È utile rilevare che la fonte principale di reddito per i giovani è diversa nei differenti Paesi europei. In Austria, Germania, Francia, Irlanda, Lussemburgo, Portogallo, Svezia, Paesi Bassi, Danimarca e Regno Unito, il mercato del lavoro rappresenta la fonte più importante di reddito per i giovani, mentre in Belgio, Spagna, Grecia e Italia, è la famiglia la fonte economica principale. Questa spaccatura può essere ricondotta ai diversi modelli di formazione delle nuove famiglie. Infatti in Spagna, Italia e Grecia è più probabile che i giovani vivano all'interno della fa miglia d'origine, visto che è il matrimonio l'occasione per costruire una nuova famiglia. Nei Paesi protestanti del Nord Europa, invece, lasciare la famiglia d’origine è considerato un aspetto fisiologico della transizione all'età adulta.

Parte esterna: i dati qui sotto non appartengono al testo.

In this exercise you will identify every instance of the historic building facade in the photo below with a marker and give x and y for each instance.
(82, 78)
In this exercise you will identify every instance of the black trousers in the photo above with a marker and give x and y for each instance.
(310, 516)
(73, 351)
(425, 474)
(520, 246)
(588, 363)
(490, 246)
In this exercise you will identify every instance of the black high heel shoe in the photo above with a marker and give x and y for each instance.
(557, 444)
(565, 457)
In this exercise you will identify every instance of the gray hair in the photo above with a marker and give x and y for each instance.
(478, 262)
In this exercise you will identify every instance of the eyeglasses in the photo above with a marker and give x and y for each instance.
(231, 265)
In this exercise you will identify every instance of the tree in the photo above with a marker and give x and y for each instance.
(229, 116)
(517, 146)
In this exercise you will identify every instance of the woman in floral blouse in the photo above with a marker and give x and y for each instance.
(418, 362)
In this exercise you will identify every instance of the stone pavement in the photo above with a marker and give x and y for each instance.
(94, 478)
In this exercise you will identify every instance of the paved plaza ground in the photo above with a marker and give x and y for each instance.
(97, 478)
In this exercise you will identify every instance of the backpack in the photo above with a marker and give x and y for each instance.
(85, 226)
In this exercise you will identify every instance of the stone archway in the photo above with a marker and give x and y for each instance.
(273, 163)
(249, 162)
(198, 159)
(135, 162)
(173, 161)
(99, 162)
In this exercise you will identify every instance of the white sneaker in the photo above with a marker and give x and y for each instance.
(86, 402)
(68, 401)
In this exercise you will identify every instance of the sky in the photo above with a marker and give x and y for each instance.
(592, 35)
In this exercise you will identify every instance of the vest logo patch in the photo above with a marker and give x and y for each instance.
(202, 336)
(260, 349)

Quello che accomuna tutti i Paesi europei è la diminuzione del tasso di fertilità che vede nella Spagna e nell'Italia i Paesi dove questo decremento è particolarmente accentuato. Per quanto riguarda i valori, si delinea la tendenza dei giovani a essere più interessati a valori che riguardano la qualità della vita piuttosto che quelli legati al benessere economico. La famiglia è considerata importante dalla maggior parte dei giovani; il lavoro è più importante in Norvegia, Regno Unito, Irlanda e Italia e meno importante in Finlandia e Germania; gli amici, infine, sono importanti nei Paesi dove i giovani godono maggiore indipendenza dalla famiglia (Svezia, Norvegia, Danimarca, Paesi Bassi).
Per affrontare il problema del calo della natalità risulta decisivo fornire un sostegno ai nuovi nuclei familiari, incentivando le nascite e tutelando le giovani madri.